Building Scalable Web Applications with Cloud Datastore

This article presents an overview of how to build large web applications with Datastore, a scalable, highly available, high-performance, and fully managed NoSQL database system. The article includes scenarios of full-fledged web applications that use Datastore jointly with other products in the Google Cloud (GCP) ecosystem.

Infrastructure administrators who manage database systems for large web applications face significant challenges. In particular, configuration changes can be complex and risky when unforeseen situations arise due to the stateful nature of those database systems. Before launching a new application, administrators must often spend a lot of time planning for capacity, such as the number of virtual machines (VMs), the amount of disk storage, and the network configuration that will achieve maximum throughput and minimal latency. This type of planning is challenging because there are many unknown factors, including the volume and frequency of open database connections and the evolution of usage patterns over time. Regular maintenance work is also necessary to upgrade database software and scale resources to meet growing demand.

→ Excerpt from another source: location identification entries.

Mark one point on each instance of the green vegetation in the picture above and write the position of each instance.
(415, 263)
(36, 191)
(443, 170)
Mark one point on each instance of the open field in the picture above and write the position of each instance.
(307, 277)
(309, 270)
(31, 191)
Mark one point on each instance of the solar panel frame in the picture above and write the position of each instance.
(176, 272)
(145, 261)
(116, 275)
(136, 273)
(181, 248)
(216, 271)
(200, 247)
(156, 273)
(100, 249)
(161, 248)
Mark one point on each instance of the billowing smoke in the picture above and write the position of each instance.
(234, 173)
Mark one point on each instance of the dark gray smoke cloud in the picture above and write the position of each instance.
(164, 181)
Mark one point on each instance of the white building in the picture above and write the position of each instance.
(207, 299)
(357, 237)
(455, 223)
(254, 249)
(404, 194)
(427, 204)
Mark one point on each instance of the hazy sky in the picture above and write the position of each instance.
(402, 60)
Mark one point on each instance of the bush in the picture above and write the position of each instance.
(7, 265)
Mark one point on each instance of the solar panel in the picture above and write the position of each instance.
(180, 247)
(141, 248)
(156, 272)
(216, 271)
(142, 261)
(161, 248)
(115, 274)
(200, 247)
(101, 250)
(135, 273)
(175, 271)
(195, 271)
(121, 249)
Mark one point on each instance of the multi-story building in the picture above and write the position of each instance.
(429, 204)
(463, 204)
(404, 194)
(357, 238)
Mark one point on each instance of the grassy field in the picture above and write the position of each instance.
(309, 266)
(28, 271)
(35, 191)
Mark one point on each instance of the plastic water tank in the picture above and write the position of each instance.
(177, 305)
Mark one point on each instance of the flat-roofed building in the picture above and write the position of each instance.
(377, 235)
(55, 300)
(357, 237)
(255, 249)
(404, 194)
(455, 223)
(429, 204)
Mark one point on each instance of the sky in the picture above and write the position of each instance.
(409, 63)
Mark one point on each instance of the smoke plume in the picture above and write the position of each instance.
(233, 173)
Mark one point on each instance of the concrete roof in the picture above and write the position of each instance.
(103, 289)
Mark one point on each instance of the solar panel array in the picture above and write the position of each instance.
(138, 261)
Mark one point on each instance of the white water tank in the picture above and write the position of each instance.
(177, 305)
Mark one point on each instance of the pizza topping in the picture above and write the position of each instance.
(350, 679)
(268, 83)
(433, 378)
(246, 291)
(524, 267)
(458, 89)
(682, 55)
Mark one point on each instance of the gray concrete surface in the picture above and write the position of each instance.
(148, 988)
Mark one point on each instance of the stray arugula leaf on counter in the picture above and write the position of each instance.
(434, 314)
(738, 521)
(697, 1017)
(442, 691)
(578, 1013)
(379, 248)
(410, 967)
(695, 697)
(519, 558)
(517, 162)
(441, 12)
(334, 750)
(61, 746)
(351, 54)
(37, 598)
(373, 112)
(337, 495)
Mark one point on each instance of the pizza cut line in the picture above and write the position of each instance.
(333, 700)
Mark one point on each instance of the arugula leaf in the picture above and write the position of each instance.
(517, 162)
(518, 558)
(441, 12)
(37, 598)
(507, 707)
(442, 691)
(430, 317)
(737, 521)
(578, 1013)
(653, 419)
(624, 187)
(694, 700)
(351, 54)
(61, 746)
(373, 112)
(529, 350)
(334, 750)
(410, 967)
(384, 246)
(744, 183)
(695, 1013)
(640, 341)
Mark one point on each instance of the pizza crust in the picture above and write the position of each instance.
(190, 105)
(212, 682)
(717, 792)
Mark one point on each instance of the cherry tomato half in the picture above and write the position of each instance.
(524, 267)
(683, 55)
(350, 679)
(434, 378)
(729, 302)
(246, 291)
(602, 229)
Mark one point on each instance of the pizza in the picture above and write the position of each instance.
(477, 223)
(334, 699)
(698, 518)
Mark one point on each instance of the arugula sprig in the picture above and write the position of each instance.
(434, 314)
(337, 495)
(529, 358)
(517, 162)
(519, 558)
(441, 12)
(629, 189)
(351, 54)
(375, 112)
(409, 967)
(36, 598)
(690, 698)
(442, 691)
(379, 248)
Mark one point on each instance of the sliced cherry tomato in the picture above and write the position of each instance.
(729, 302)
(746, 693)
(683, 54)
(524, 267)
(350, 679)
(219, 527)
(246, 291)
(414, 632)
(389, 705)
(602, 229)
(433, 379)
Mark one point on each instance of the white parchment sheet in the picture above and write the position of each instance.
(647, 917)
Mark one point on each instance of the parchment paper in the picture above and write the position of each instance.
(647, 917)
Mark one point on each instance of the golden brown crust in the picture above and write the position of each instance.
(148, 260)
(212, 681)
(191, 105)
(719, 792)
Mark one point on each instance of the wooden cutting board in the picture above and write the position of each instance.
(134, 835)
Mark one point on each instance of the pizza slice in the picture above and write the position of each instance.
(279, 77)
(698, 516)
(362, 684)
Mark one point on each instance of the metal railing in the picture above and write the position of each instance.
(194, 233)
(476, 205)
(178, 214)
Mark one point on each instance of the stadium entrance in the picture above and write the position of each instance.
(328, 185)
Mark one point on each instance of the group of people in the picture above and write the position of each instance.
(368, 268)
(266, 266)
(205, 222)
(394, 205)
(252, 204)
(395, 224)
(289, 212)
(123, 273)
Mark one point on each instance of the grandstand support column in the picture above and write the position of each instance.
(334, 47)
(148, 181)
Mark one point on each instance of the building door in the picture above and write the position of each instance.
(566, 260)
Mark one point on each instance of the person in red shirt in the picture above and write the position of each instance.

All of this planning and maintenance takes time, money, and attention away from developing new application features, so it is important to find a balance between provisioning enough resources to handle heavy loads and overspending on unused resources. Datastore can help minimize these challenges to allow infrastructure administrators to focus on the application.

Use cases for Datastore

At a high level, Datastore is best suited for storing hierarchical, transactional data that has a flexible, non-relational schema. In particular, consider using Datastore if your web application requires some of the following:

  • Any amount of storage capacity: Datastore is agnostic to the amount of data stored. It handles amounts from kilobytes to petabytes in the same way, without affecting performance.
  • Atomicity, consistency, isolation, and durability (ACID) compliance: Datastore supports multi-document, ACID-compliant transactions.
  • Balanced consistency: Datastore offers the right balance of strong and eventual consistency. Ancestor queries and entity lookups by key are always strongly consistent, while all other queries are eventually consistent.
  • Indexing: Along with primary indexes, Datastore supports secondary and composite indexes.
  • Multi-tenancy: Datastore supports multi-tenant databases by providing separate data partitions, called namespaces, for multiple client organizations.
  • Autoscaling: Datastore scales up to tens of thousands of machines automatically, with no downtime. This scaling mechanism, which has been tested in App Engine for over 10 years, allows Datastore to serve millions of requests per second. Customers pay only for their actual usage based on storage size and the number of operations. See more information on Datastore pricing.
  • Security: Datastore encrypts all data automatically before it is written to disk. Datastore also offers identity and access management (IAM), which you can use to permit more granular access to specific resources and prevent unwanted access to other resources.
  • Redundancy: Datastore offers two levels of redundancy that are based on two different types of replication in multiple locations:

    • Regional replication: data is replicated in at least three different zones within the same region, which makes the database resilient to zonal outages. This type of replication is ideal if your top priority is achieving low write latency, in which case you might want to co-locate your application's compute machines in the same region.
    • Multi-region replication: data is replicated in multiple zones across at least two different regions, which results in increased availability and redundancy but higher write latency. A witness node is deployed in a third region to act as a tiebreaker between the two replicated regions, as the following diagram illustrates.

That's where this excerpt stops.